/quick_floyd_warshall

Optimized Floyd-Warshall algorithm implementation

Primary LanguageC++GNU General Public License v3.0GPL-3.0

quick_floyd_warshall

A highly-tuned C++ implementation of the Floyd-Warshall algorithm for the APSP(All Pairs Shortest Path) problem.
This library is targeted to modern(roughly after 2010) x86-64 machines.
A major part of the speedup is based on the paper below:
J. S. Park, M. Penner and V. K. Prasanna, "Optimizing graph algorithms for improved cache performance," in IEEE Transactions on Parallel and Distributed Systems, vol. 15, no. 9, pp. 769-782, Sept. 2004, doi: 10.1109/TPDS.2004.44.

Usage

Include quick_floyd_warshall/qfw.h and write

quick_floyd_warshall::floyd_warshall<InstSet::AVX2, int64_t, 0>::run(n, matrix, matrix);

when n is the number of vertices in the graph and matrix is a n * n array of int64_t where matrix[i * n + j] is the weight of the edge connecting vertex i and vertex j.
If there is no edge, you should put quick_floyd_warshall::floyd_warshall<InstSet::AVX2, int64_t, 0>::INF instead.
You can change AVX2 to DEFAULT(no SIMD), SSE4_2 (SSE4.2), or AVX512 according to what SIMD instruction set you want to use.
You have to add the corresponding target options(-msse4.2, -mavx2, -mavx512f, and/or -mavx512bw) when compiling your code.
You can also change int64_t to int16_t or int32_t.
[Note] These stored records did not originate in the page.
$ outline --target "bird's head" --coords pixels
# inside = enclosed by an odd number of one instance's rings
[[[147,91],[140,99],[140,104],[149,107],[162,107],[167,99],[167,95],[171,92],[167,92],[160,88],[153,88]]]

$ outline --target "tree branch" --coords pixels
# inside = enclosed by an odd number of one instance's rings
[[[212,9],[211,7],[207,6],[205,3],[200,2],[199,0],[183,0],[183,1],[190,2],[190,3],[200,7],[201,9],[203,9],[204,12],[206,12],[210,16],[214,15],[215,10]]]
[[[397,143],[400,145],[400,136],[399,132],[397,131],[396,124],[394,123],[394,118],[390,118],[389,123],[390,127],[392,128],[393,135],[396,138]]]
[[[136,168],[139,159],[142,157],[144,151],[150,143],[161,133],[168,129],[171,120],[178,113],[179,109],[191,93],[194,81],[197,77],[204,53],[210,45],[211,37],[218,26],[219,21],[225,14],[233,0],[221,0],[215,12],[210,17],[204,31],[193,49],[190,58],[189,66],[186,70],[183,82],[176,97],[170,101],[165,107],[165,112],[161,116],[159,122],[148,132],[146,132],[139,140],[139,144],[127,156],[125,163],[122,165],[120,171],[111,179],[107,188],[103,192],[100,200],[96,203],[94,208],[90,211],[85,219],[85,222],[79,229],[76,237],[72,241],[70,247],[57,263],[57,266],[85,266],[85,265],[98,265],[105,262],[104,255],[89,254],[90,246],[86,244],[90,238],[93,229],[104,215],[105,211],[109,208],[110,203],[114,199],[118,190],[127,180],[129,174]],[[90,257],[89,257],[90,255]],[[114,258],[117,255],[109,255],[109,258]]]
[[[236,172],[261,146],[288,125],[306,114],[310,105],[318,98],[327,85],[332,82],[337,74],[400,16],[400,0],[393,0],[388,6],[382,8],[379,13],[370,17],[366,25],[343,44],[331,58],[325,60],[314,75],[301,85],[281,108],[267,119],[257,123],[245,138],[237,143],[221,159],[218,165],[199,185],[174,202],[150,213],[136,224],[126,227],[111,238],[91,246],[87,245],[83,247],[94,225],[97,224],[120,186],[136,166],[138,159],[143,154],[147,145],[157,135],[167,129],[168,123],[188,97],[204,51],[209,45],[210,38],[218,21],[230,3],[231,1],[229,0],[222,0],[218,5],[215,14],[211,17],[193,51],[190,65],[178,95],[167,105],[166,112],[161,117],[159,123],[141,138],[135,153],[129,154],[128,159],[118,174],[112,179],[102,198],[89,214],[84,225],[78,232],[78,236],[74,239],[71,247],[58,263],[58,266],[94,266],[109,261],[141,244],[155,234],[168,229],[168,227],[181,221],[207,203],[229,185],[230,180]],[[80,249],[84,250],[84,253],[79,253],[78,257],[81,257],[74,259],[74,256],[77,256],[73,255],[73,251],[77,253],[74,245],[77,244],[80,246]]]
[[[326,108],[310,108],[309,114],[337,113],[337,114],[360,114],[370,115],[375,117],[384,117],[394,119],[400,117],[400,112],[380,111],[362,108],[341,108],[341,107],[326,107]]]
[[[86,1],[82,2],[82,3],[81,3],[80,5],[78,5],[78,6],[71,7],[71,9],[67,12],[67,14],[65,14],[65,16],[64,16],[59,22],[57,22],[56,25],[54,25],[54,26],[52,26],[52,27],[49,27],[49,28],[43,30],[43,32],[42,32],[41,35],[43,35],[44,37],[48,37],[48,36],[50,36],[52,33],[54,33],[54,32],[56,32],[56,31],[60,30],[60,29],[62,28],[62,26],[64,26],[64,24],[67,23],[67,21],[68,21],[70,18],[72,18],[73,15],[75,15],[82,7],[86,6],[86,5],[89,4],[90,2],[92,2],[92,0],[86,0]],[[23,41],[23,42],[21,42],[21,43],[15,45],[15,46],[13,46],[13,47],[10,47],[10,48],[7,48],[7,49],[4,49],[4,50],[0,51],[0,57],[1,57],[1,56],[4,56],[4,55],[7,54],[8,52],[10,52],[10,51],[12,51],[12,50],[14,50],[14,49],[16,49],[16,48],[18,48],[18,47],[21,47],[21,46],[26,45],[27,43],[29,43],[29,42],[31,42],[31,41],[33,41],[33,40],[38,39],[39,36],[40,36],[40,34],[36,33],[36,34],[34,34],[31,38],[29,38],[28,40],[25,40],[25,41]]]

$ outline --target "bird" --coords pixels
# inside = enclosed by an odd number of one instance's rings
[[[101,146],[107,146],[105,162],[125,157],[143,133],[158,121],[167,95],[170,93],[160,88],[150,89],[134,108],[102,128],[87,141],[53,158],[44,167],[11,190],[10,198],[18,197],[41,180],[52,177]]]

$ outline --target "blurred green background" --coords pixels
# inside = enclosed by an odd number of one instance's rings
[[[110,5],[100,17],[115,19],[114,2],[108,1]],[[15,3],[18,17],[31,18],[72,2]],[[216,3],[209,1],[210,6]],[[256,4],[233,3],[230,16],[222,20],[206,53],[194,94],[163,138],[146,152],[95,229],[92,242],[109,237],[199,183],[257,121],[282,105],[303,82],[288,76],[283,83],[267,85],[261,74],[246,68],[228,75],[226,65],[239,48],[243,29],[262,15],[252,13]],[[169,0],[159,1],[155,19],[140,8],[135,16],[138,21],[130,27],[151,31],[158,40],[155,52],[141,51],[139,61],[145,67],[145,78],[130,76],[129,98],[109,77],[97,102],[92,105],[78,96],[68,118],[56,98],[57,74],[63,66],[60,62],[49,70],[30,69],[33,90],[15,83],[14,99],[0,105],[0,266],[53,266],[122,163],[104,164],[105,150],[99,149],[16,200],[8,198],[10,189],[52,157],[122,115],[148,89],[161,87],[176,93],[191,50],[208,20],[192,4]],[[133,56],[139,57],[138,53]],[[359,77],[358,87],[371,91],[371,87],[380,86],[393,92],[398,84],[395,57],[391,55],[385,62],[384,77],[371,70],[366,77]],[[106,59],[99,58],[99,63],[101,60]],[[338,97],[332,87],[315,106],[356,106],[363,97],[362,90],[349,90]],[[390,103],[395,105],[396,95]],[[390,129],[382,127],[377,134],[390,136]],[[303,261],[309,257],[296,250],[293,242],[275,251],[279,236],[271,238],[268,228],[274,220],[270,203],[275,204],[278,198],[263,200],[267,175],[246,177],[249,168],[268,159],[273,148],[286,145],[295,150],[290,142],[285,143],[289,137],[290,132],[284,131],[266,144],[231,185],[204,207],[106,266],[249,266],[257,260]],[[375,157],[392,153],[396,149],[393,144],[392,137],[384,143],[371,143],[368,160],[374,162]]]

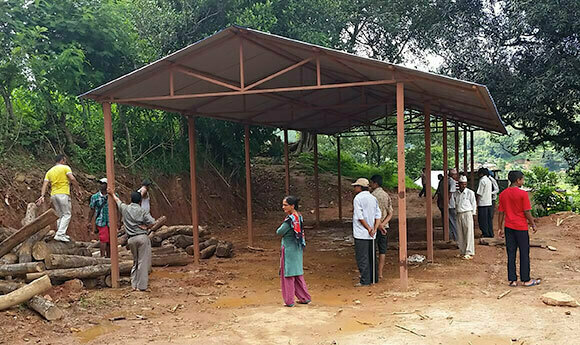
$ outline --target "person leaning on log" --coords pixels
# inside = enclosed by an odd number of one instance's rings
[[[74,192],[77,196],[80,196],[81,189],[71,168],[66,165],[66,156],[56,156],[55,162],[56,164],[44,176],[40,198],[36,200],[36,205],[44,203],[44,194],[46,194],[48,183],[50,182],[50,201],[52,201],[54,210],[58,215],[58,221],[56,222],[57,231],[54,239],[56,241],[69,242],[70,238],[66,231],[72,216],[70,183],[74,185]]]
[[[124,204],[111,188],[107,189],[107,193],[117,203],[128,236],[127,247],[133,254],[131,286],[133,290],[147,291],[151,267],[151,241],[147,236],[147,230],[155,223],[155,219],[141,208],[141,193],[131,192],[129,205]]]
[[[111,257],[111,245],[109,241],[109,205],[107,200],[107,178],[99,180],[99,191],[91,196],[89,211],[89,222],[87,230],[90,232],[94,228],[95,234],[99,234],[99,249],[102,257]],[[95,222],[93,223],[93,216]]]

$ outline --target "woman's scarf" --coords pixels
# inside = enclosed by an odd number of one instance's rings
[[[306,240],[304,238],[304,231],[302,230],[302,216],[290,214],[284,219],[288,222],[292,229],[294,230],[294,238],[296,238],[296,243],[302,248],[306,247]]]

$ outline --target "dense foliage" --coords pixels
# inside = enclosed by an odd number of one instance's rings
[[[65,152],[102,171],[99,105],[76,96],[239,24],[395,63],[442,57],[440,71],[488,84],[500,113],[522,131],[503,148],[554,148],[576,169],[570,175],[580,184],[578,6],[548,0],[3,0],[0,153]],[[187,170],[187,126],[179,115],[115,106],[113,121],[122,166]],[[200,156],[238,171],[241,126],[200,119],[197,130]],[[416,177],[422,137],[407,139],[407,172]],[[333,140],[321,139],[321,145],[330,150]],[[272,129],[252,128],[251,142],[253,154],[280,156]],[[368,166],[391,166],[395,148],[392,138],[343,139],[343,151]],[[435,169],[442,166],[441,152],[441,137],[434,136]]]

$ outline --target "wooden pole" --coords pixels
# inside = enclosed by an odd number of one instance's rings
[[[115,152],[113,149],[113,119],[111,103],[103,103],[103,118],[105,125],[105,163],[107,167],[107,185],[115,192]],[[108,198],[109,203],[109,241],[111,246],[111,287],[119,287],[119,252],[117,248],[117,220],[119,219],[117,203]]]
[[[443,239],[449,241],[449,161],[447,154],[447,115],[443,115]]]
[[[191,225],[193,228],[193,261],[199,263],[199,211],[197,208],[197,171],[195,158],[195,118],[187,118],[187,133],[189,137],[189,186],[191,191]]]
[[[471,190],[475,191],[475,162],[474,162],[474,158],[473,158],[473,131],[471,131],[470,133],[470,142],[469,142],[469,146],[470,146],[470,150],[471,150],[471,176],[469,176],[469,178],[471,179]]]
[[[433,196],[431,190],[431,105],[426,104],[425,116],[425,220],[427,228],[427,260],[433,262]]]
[[[467,176],[467,129],[463,130],[463,173]]]
[[[336,137],[336,174],[338,175],[338,220],[342,222],[342,172],[340,170],[340,137]]]
[[[286,171],[286,195],[290,195],[290,160],[288,158],[288,130],[284,130],[284,168]]]
[[[401,288],[408,288],[407,204],[405,193],[405,94],[404,84],[397,83],[397,166],[399,189],[399,276]]]
[[[459,126],[455,124],[455,170],[459,172]]]
[[[314,133],[314,214],[316,227],[320,225],[320,186],[318,181],[318,134]]]
[[[244,147],[246,149],[246,218],[248,222],[248,245],[254,245],[252,228],[252,171],[250,168],[250,126],[244,126]]]

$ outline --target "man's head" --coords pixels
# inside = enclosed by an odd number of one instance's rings
[[[353,184],[351,184],[351,186],[354,187],[354,192],[358,194],[362,191],[369,190],[369,180],[361,177],[358,180],[356,180]]]
[[[479,168],[479,170],[477,170],[477,176],[479,177],[487,176],[487,169]]]
[[[54,162],[58,164],[66,164],[66,156],[65,155],[56,155],[54,157]]]
[[[457,180],[457,177],[459,177],[457,175],[457,170],[456,169],[449,169],[449,177],[451,177],[454,180]]]
[[[519,170],[512,170],[508,173],[508,180],[512,185],[521,187],[524,185],[524,173]]]
[[[149,179],[144,179],[143,182],[141,182],[141,185],[149,188],[151,181],[149,181]]]
[[[141,203],[141,193],[139,192],[131,192],[131,202],[134,204]]]
[[[107,178],[106,177],[103,177],[102,179],[99,180],[99,190],[103,194],[107,194]]]
[[[373,175],[369,182],[369,187],[371,190],[375,190],[383,186],[383,177],[381,175]]]
[[[459,191],[463,192],[467,188],[467,176],[461,175],[459,177]]]
[[[439,179],[439,181],[443,180],[443,174],[437,175],[437,179]]]

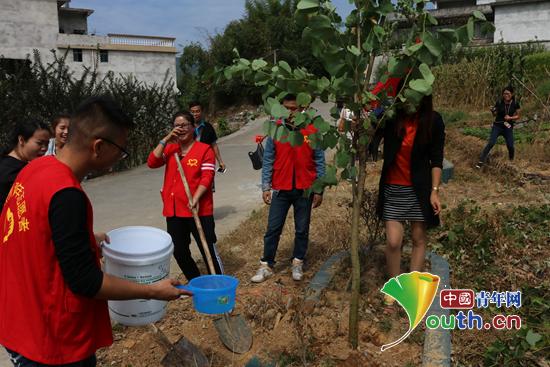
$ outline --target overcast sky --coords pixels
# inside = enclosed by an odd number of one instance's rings
[[[73,8],[93,9],[88,32],[176,37],[176,45],[206,44],[207,34],[222,32],[244,14],[244,0],[72,0]],[[348,0],[333,0],[341,15]]]

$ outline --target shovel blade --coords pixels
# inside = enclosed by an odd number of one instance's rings
[[[164,367],[209,367],[204,354],[187,338],[181,337],[160,362]]]
[[[252,347],[252,331],[241,315],[223,317],[214,320],[214,326],[222,343],[232,352],[243,354]]]

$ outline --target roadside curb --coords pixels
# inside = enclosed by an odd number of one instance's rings
[[[442,289],[449,289],[450,267],[447,260],[430,252],[427,258],[432,263],[431,272],[440,278],[439,289],[434,301],[428,310],[428,314],[440,317],[449,317],[449,310],[442,309],[439,304],[439,294]],[[424,353],[422,356],[423,367],[450,367],[451,366],[451,332],[445,329],[428,329],[424,333]]]

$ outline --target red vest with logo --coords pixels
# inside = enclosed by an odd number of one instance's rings
[[[308,135],[316,132],[313,125],[300,131],[304,135],[302,145],[292,146],[290,143],[275,143],[275,161],[271,187],[274,190],[309,189],[317,178],[317,167],[313,159],[313,149],[309,146]]]
[[[44,364],[80,361],[113,342],[107,302],[71,292],[55,255],[48,209],[70,187],[82,190],[69,167],[53,156],[36,159],[17,176],[0,216],[0,344]]]

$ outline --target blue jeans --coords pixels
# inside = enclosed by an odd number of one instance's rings
[[[15,367],[54,367],[54,365],[31,361],[30,359],[27,359],[23,357],[21,354],[14,352],[12,350],[9,350],[8,348],[6,348],[6,351],[8,352],[8,356],[10,357],[11,363],[13,363]],[[74,362],[69,364],[59,364],[55,366],[56,367],[95,367],[96,362],[97,360],[94,354],[80,362]]]
[[[479,157],[480,162],[485,163],[489,152],[497,143],[497,139],[500,135],[502,135],[504,137],[504,140],[506,141],[506,147],[508,148],[508,158],[510,158],[510,160],[514,159],[514,128],[508,128],[504,126],[504,124],[493,124],[493,129],[491,130],[489,142],[487,142],[487,145],[485,146],[485,148],[481,152],[481,156]]]
[[[290,206],[294,207],[294,253],[293,258],[304,260],[309,239],[309,222],[311,219],[312,196],[305,197],[304,190],[273,191],[267,231],[264,236],[264,257],[269,266],[275,265],[275,255],[279,238],[283,232],[286,216]]]

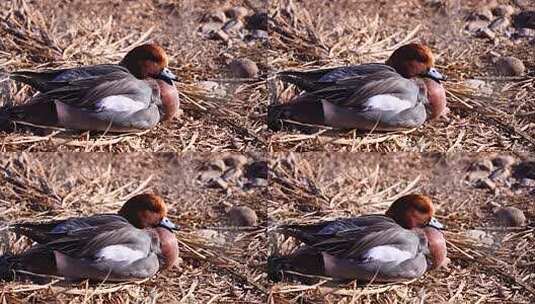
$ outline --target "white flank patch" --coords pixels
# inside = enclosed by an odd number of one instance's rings
[[[413,255],[410,252],[400,250],[393,246],[377,246],[368,250],[364,255],[364,258],[381,261],[381,262],[397,262],[401,263],[405,260],[412,258]]]
[[[135,113],[144,110],[147,105],[122,95],[113,95],[102,98],[98,104],[111,112]]]
[[[130,261],[130,263],[132,263],[144,258],[145,253],[124,245],[111,245],[102,248],[99,252],[97,252],[96,257],[98,259],[111,260],[114,262]]]
[[[372,96],[368,98],[364,105],[367,108],[374,110],[396,112],[401,112],[414,106],[414,104],[408,100],[399,99],[388,94]]]

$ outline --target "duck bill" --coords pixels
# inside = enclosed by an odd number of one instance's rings
[[[171,72],[168,68],[164,68],[160,74],[158,74],[158,79],[161,79],[165,82],[167,82],[170,85],[173,85],[173,81],[178,80],[175,74]]]
[[[178,225],[175,225],[175,223],[173,223],[169,218],[167,217],[164,217],[160,223],[158,224],[158,227],[162,227],[162,228],[166,228],[166,229],[169,229],[170,231],[173,231],[173,230],[179,230],[180,229],[180,226]]]
[[[447,77],[442,75],[435,68],[430,68],[429,70],[427,70],[427,72],[425,73],[424,76],[427,77],[427,78],[431,78],[431,79],[435,80],[436,82],[447,80]]]
[[[429,223],[427,223],[428,227],[433,227],[438,230],[444,230],[444,225],[442,225],[441,222],[439,222],[436,218],[432,217]]]

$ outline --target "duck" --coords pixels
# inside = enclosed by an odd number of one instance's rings
[[[444,226],[434,212],[428,196],[409,194],[395,200],[384,215],[282,225],[277,231],[304,245],[288,256],[270,256],[269,278],[281,281],[288,271],[335,281],[418,278],[449,262]]]
[[[335,129],[399,131],[445,116],[446,80],[435,67],[431,49],[410,43],[396,49],[385,64],[367,63],[312,71],[283,71],[278,78],[301,94],[268,107],[268,127],[282,121]]]
[[[39,94],[0,109],[0,120],[86,131],[151,129],[179,111],[177,77],[168,64],[164,49],[149,43],[130,50],[119,64],[13,72],[12,80]]]
[[[167,217],[164,200],[152,193],[130,198],[117,214],[13,224],[9,230],[34,245],[20,254],[0,256],[0,280],[28,272],[68,281],[150,278],[177,263],[177,229]]]

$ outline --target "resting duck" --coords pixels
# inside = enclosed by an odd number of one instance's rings
[[[129,281],[153,276],[178,260],[178,229],[159,196],[129,199],[118,214],[11,226],[36,242],[28,251],[0,257],[0,279],[18,271],[69,280]]]
[[[27,104],[0,110],[5,121],[79,130],[130,132],[172,119],[179,97],[156,44],[132,49],[119,64],[11,74],[40,92]],[[3,112],[3,113],[2,113]]]
[[[390,131],[414,128],[447,113],[445,77],[434,68],[431,50],[408,44],[386,64],[361,64],[307,72],[279,73],[303,92],[268,109],[268,126],[280,120],[334,128]]]
[[[284,271],[337,280],[397,282],[444,265],[446,242],[431,199],[413,194],[396,200],[386,215],[364,215],[312,225],[282,226],[305,243],[290,256],[268,259],[274,281]]]

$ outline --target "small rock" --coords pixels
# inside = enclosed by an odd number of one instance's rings
[[[230,19],[242,19],[249,15],[249,10],[243,6],[235,6],[225,11]]]
[[[532,180],[535,181],[535,180]],[[253,178],[249,181],[250,187],[258,187],[258,188],[264,188],[268,186],[268,180],[264,178]]]
[[[220,22],[225,23],[227,21],[227,16],[225,15],[225,12],[223,11],[213,11],[205,14],[201,22]]]
[[[215,81],[199,81],[197,86],[205,91],[213,91],[217,89],[219,83]]]
[[[501,76],[522,76],[526,72],[522,60],[512,56],[498,58],[495,66]]]
[[[215,97],[225,97],[227,95],[225,88],[215,81],[199,81],[197,86]]]
[[[488,27],[480,28],[479,30],[476,31],[475,35],[478,38],[486,38],[490,40],[496,39],[496,33],[494,33]]]
[[[442,0],[425,0],[425,4],[429,6],[440,6],[442,5]]]
[[[487,85],[487,83],[480,79],[467,79],[464,81],[464,85],[471,89],[478,90]]]
[[[489,175],[490,180],[495,183],[506,183],[509,177],[511,177],[509,168],[498,168]]]
[[[533,0],[514,0],[513,2],[520,8],[528,8],[531,1]]]
[[[243,29],[243,22],[240,20],[229,20],[225,25],[223,25],[223,31],[232,36],[237,36],[240,33],[240,30]]]
[[[513,176],[517,179],[535,179],[535,161],[521,162],[514,167]]]
[[[227,154],[223,157],[223,161],[231,168],[241,168],[248,162],[247,157],[241,154]]]
[[[480,95],[492,95],[493,89],[492,86],[486,83],[483,80],[479,79],[468,79],[464,81],[464,85],[476,90]]]
[[[234,206],[228,214],[233,226],[256,226],[258,222],[256,212],[247,206]]]
[[[250,35],[253,39],[268,40],[269,34],[264,30],[253,30]]]
[[[268,14],[266,12],[255,13],[247,17],[246,22],[245,27],[249,30],[268,30]]]
[[[473,162],[470,165],[470,171],[487,171],[490,172],[494,169],[494,165],[490,159],[481,159]]]
[[[211,37],[215,32],[221,30],[222,27],[222,23],[208,22],[199,27],[199,32],[206,37]]]
[[[511,5],[498,5],[492,9],[492,13],[494,14],[494,16],[499,17],[508,17],[511,16],[514,12],[515,9]]]
[[[226,182],[234,182],[242,176],[243,172],[240,168],[230,168],[221,176]]]
[[[229,67],[232,75],[237,78],[254,78],[258,75],[258,66],[251,59],[234,59]]]
[[[492,11],[486,7],[480,7],[468,16],[468,20],[487,20],[490,21],[494,18]]]
[[[202,183],[211,183],[216,178],[219,178],[221,176],[221,172],[217,170],[206,170],[203,171],[201,174],[199,174],[199,177],[197,179],[201,181]]]
[[[214,188],[220,188],[220,189],[223,189],[223,190],[227,190],[229,188],[228,183],[221,176],[218,176],[218,177],[215,177],[215,178],[209,180],[208,181],[208,186],[209,187],[214,187]]]
[[[499,4],[497,0],[478,0],[478,2],[481,4],[481,6],[486,7],[496,7]]]
[[[521,227],[526,225],[526,216],[522,210],[516,207],[498,208],[494,215],[498,222],[506,227]]]
[[[195,234],[215,245],[222,246],[226,243],[225,236],[212,229],[198,229]]]
[[[535,29],[527,27],[519,28],[514,33],[514,38],[532,38],[535,37]]]
[[[513,24],[516,28],[535,29],[535,11],[523,11],[513,16]]]
[[[469,32],[477,32],[482,28],[486,28],[489,25],[488,21],[484,20],[472,20],[466,23],[465,29]]]
[[[535,190],[535,179],[523,178],[519,182],[520,186]]]
[[[222,159],[216,159],[216,160],[211,161],[208,164],[208,168],[212,170],[217,170],[219,172],[223,172],[225,171],[227,166],[225,165],[225,162]]]
[[[255,161],[247,166],[247,178],[268,178],[268,165],[266,161]]]
[[[487,177],[489,177],[488,171],[472,171],[468,173],[468,175],[466,175],[466,180],[473,184],[476,184],[480,180],[485,179]]]
[[[477,229],[466,230],[464,232],[464,235],[474,240],[476,243],[480,243],[482,245],[491,246],[492,244],[494,244],[494,238],[482,230],[477,230]]]
[[[230,41],[230,36],[224,30],[218,30],[218,31],[212,32],[212,34],[210,35],[210,38],[221,40],[226,43]]]
[[[489,29],[493,30],[494,32],[504,32],[509,26],[511,25],[511,21],[509,21],[509,18],[506,17],[500,17],[494,19],[489,24]]]
[[[511,167],[515,162],[515,158],[511,155],[500,155],[492,159],[492,164],[500,168]]]
[[[496,184],[491,181],[489,178],[483,178],[478,181],[476,181],[475,185],[476,188],[481,189],[489,189],[489,190],[496,190]]]

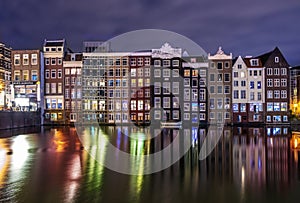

Choose this type so that (n - 1) * max{abs(weight)} is less than half of the maximum value in the type.
The last template parameter is unroll_type and should be an integer between 0 and 3. This affects the performance, but it depends on other parameters and the environment which one is the fastet.
Negative edge cost is allowed, but negative cycle is not yet supported.
For more detailed specification, see document.md.

Example benchmarks

Results of benchmarks on my PC as a reference(conditions below)

  • Intel Core i5-10600k
  • Arch Linux live
  • GCC 12.1.0
  • -O3 -funroll-loops
  • symmetric = false
  • average of 5 runs

T = int64_t

N Naive inst_set = DEFAULT, unroll_type = 0 inst_set = AVX2, unroll_type = 3
512 54.6 ms 43.3 ms 10.7 ms
1024 469 ms 296 ms 86.9 ms
1536 2190 ms 932 ms 294 ms
2048 5320 ms 2127 ms 697 ms

T = int32_t

N Naive inst_set = DEFAULT, unroll_type = 0 inst_set = AVX2, unroll_type = 3
512 45.3 ms 42.5 ms 3.17 ms
1024 368 ms 290 ms 24.0 ms
1536 1300 ms 907 ms 79.4 ms
2048 3630 ms 2060 ms 186 ms

License

You can use the code under the terms of the GNU General Public License GPL v3 or under the terms of any later revisions of the GPL. Refer to the provided LICENSE file for further information.